Una investigación del diario El Mundo sobre apuestas deportivas ha resultado en algunas conclusiones que pueden sorprender a algunos, aunque la sospecha ya existía: hay gente que vive de las apuestas. Fran Martínez, colaborador del periódico, cuenta el caso de un conocido suyo que pertenece a un “equipo” de 3 apostadores, cada uno especializado en una liga nacional diferente (inglesa, española y francesa), y que sacan muy buen dinero mensualmente apostando al fútbol.
No sorprende tanto, entonces, saber que en España hay 3.000 terminales de apuestas y que el negocio ha crecido arrolladoramente en los últimos 3 años: un 57% en 2007, un 84% en 2008, un 20% en 2009. Y que se espera un crecimiento del 30% para el 2010. Y que se calcula que las 3.000 terminales llegarán a ser 35.000 en un tiempo no especificado (pero seguramente ya calculado por las empresas de apuestas).
La mayoría de las empresas que ofrecen apuestas no están radicadas en España sino en sitios como Gibraltar o Malta donde la carga impositiva es casi inexistente. Los 200 millones de euros que jugaron en el 2008 alrededor de 200.000 españoles no aportaron nada al estado español.
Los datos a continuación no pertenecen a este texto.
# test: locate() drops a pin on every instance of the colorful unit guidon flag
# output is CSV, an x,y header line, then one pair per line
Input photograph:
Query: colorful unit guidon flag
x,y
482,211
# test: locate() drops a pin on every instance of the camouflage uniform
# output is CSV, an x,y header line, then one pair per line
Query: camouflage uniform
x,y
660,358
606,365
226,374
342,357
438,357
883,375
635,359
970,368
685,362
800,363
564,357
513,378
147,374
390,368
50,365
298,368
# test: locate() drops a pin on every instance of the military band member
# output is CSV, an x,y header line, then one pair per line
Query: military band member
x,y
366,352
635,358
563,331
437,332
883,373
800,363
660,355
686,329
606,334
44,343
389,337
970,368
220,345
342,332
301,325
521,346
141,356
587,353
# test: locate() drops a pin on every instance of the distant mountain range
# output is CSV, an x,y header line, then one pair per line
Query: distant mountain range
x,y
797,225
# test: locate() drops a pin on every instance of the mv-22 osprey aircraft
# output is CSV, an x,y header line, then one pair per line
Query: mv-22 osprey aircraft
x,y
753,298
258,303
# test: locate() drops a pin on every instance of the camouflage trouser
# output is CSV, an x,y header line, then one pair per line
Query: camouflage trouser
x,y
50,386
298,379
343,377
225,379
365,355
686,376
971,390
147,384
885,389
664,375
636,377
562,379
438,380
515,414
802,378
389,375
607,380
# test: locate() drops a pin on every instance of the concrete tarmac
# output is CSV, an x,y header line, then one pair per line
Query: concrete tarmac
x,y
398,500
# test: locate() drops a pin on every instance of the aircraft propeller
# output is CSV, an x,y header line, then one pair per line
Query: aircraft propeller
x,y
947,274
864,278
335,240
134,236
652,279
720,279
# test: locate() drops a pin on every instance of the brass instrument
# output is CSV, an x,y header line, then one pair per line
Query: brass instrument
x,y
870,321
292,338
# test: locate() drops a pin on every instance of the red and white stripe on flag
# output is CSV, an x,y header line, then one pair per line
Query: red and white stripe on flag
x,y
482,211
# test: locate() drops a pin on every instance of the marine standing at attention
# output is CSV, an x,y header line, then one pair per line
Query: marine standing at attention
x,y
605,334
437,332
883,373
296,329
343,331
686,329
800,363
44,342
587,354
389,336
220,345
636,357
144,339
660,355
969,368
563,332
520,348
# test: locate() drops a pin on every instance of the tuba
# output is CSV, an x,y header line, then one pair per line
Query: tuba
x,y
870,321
Pero el problema mayor no radica en la cuestión impositiva, sino que el vacío legal en que se mueven estas empresas en toda Europa (salvo excepciones) ha dado lugar a toda una red de apuestas ilegales, con las consecuencias que ello implica: fraudes en apuestas, amaños de partidos. Tal como ha ocurrido hace no mucho en Alemania, donde fueron detenidas 15 personas, o en Turquía, donde se detuvo a 77. Todos acusados de amañar partidos en distintos países, y dentro del marco de una misma causa, investigada por las fiscalías de ambos países. En el caso turco fueron arrestados 9 futbolistas (incluyendo un portero que habría apostado una suma enorme a que su equipo perdía), y directivos de clubes.
La Administración de Quinielas de Turquía calcula que han salido del país alrededor de 700 millones de euros obtenidos por estos grupos de estafadores, que se aprovechan de la enorme afición por las apuestas deportivas que existe en ese país.